负责主持议事的教派大头目脸色一沉,拆开书信,先扫了几行,嘴角还带着不屑的冷笑。
可越往下看,他的脸色越白,手指越抖,目光死死钉在纸上,瞳孔骤缩,呼吸越来越粗重。
信上一字一句,清清楚楚写着:
暹罗全境清教,三十余座教堂尽数查封,两百余名教派高层、西洋传教士悉数下狱,顽抗者当场斩杀,首级悬于教堂门前示众;暹罗王朱允炆奉大将军王令,抄没教派数十年聚敛的金银百万、良田千顷、商铺百间,全归国库、分予百姓;大明铁腕立威,凡不配合者,斩无赦。

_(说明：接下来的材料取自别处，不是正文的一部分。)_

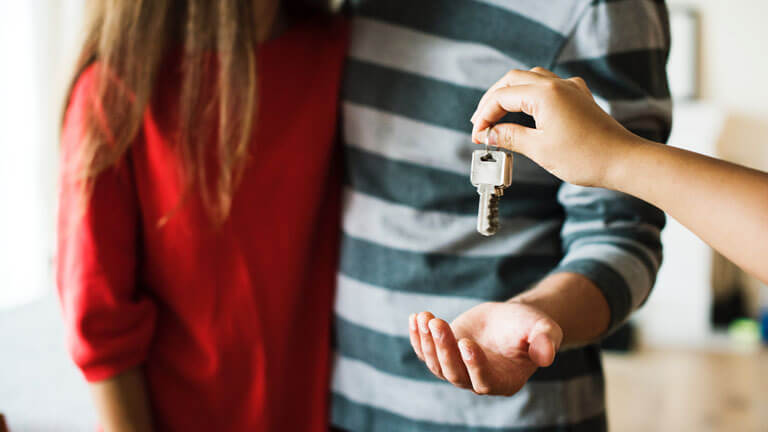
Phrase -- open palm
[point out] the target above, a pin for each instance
(493, 348)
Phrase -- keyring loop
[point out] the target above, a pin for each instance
(487, 136)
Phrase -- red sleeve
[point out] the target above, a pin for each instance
(109, 322)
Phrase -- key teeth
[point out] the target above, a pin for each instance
(493, 213)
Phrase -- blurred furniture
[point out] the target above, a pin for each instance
(679, 390)
(678, 310)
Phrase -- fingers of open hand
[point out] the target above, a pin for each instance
(413, 332)
(428, 345)
(477, 366)
(448, 354)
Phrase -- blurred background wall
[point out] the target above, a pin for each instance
(38, 39)
(727, 116)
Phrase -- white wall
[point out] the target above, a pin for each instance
(37, 39)
(734, 77)
(730, 120)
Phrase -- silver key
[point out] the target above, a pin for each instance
(491, 173)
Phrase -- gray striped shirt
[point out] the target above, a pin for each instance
(415, 72)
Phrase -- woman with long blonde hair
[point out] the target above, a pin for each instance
(198, 219)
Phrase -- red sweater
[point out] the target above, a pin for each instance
(231, 324)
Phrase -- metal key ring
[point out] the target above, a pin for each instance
(487, 136)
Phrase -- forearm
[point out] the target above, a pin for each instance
(724, 204)
(123, 403)
(572, 301)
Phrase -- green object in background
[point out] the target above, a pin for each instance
(744, 331)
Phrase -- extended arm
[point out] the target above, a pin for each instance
(723, 203)
(122, 402)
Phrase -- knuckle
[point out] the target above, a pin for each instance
(512, 73)
(481, 389)
(452, 377)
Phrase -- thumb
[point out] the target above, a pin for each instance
(544, 341)
(510, 136)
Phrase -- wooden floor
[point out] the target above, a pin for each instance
(664, 390)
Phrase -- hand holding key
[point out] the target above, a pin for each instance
(574, 138)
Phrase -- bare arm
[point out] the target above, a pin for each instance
(565, 297)
(723, 203)
(122, 402)
(495, 347)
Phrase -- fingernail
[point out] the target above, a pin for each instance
(436, 333)
(492, 135)
(423, 326)
(466, 353)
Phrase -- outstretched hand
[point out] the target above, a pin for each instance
(493, 348)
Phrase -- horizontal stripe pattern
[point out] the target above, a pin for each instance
(427, 100)
(402, 227)
(535, 405)
(431, 56)
(616, 76)
(401, 139)
(491, 278)
(500, 28)
(625, 17)
(430, 189)
(354, 416)
(372, 326)
(415, 73)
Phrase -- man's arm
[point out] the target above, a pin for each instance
(611, 240)
(609, 237)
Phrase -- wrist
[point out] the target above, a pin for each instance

末尾一行更是如惊雷炸顶:大将军王不日即南下南洋,依暹罗之法,尽数清剿南洋抗命教派。
那大头目浑身一颤,信纸从指尖滑落。
长桌两侧的众人见状,心头一紧,纷纷传阅书信。
每多一人看完,厅内的气焰便矮一分。
刚才还叫嚣最凶的人,此刻嘴唇哆嗦,脸色煞白如纸;方才还在算计如何煽动信众的人,额头冷汗滚滚而下,浸透了教袍领口。
有人端起茶杯想稳一稳心神,手指一软,“哐当”一声,茶杯捏碎,瓷片扎进掌心,鲜血直流,他却浑然不觉,只是死死盯着书信,眼神空洞,面如死灰。